Chronique

Didier Petit Quartet

Wormholes

Didier Petit (cello, voc), Camel Zekri (g, voc, électronique), Edward Perraud (dm, voc et électronique), Lucia Recio (voc), Etienne Bultingaire (musicien du son)

Label / Distribution : Buda Musique

Le projet mélange free jazz, rock à la Noir Désir, musique (ultra) contemporaine et expérimentations en tous genres. Les musiciens font le choix (judicieux) de jouer la carte de l’hétérogénéité, de la diversité et du changement incessant de rythmes et de parties. Malgré un titre et une pochette discutables, la musique qui s’échappe de « cet objet rond à placer dans une chaîne » est, la plupart du temps, très excitante pour l’esprit, à défaut de l’être pour le corps (sur « En fin de compte » par exemple). Si tous les titres, pris un à un, ne suscitent pas le même intérêt (les « Webstern » ne sont pas aussi vivifiants que les « Connexion(s) »), l’album, dans sa totalité, intriguera et séduira les aventuriers de l’oreille – au choix – cassée ou perdue.

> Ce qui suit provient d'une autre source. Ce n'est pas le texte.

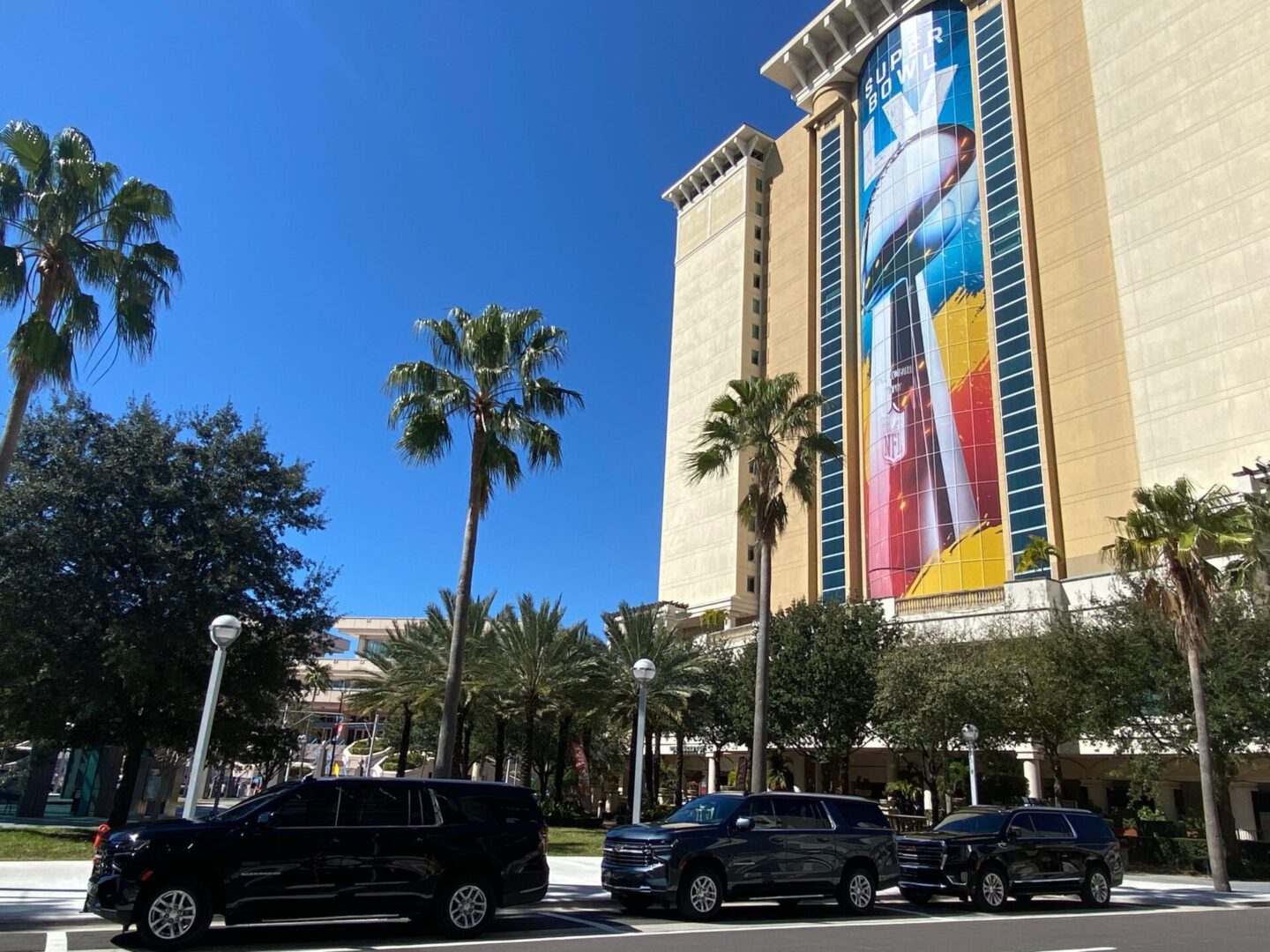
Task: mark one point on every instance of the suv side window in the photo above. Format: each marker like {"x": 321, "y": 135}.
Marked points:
{"x": 798, "y": 814}
{"x": 375, "y": 805}
{"x": 759, "y": 810}
{"x": 1052, "y": 827}
{"x": 312, "y": 805}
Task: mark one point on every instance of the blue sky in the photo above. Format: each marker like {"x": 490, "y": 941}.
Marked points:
{"x": 342, "y": 169}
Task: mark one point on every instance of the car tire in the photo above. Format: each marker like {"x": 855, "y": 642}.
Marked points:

Le disque se divise en trois mouvements ou « trajets » portés, inspirés et déclenchés par un extrait de La Vie mode d’emploi de Perec où le personnage (Bartlebooth) organise, selon trois principes directeurs, « un projet unique dont la nécessité arbitraire n’aurait d’autre fin qu’elle-même » : la tonalité du disque est donnée… La musique est intransigeante, point de concessions dans ces trous de ver. Chaque morceau lorgne vers une piste différente, une voie singulière ou une exploration particulière. Toutes les pièces sont très courtes, au grand maximum 3’53 pour « Babouche » (qui se réfère plus à l’organe qu’à la savate) : la musique de Wormholes parvient ainsi à toujours être en mouvement, en recherche. Une fois le projet expliqué, on se rend compte que l’album se fonde sur les réminiscences et les allers-retours.

Certaines pièces reviennent en effet comme des leitmotiv. On peut faire une « lecture » ou plutôt une « écoute » transversale ou chronologique de l’album : soit comme trois mouvements d’une dizaine de pièces chacun, soit en portant une attention aux « relectures » des leitmotiv qui le parcourent. Reviennent pêle-mêle dans chaque mouvement : « Promenade », foutoir chanté relecture de Moussorgski, « T’es rock coco », chanson opéra-rock mi-déjantée mi-Noir Désir sur un texte de Ferré, « La Berceuse horrible », dont le titre suffit à la décrire, ou encore « Bartlebooth », récitation du texte de Perec, emblématique de l’ensemble (dans le Premier mouvement le texte est seul, et dans le deuxième, accompagné d’un background musical du plus bel effet, totalement inclassable, entre rock, Orient et Castafiore).

Si, comme d’habitude dans ce genre d’entreprise, il est difficile d’isoler une individualité, il faut noter tout de même la prestation enthousiasmée et habitée de Lucia Recio au chant : ses plaintes, ses cris, ses vocalises d’opéra, ses halètements, ses bruits de gorge, sont autant d’inventions et vocales nécessaires. Car Wormholes explore autant les voix que les sons : c’est avant tout un projet vivant et organique où l’oreille passe par toutes les couleurs, toutes les émotions.

Une polyfolie corsée et singulière qui mérite de faire son trou dans toute discothèque curieuse.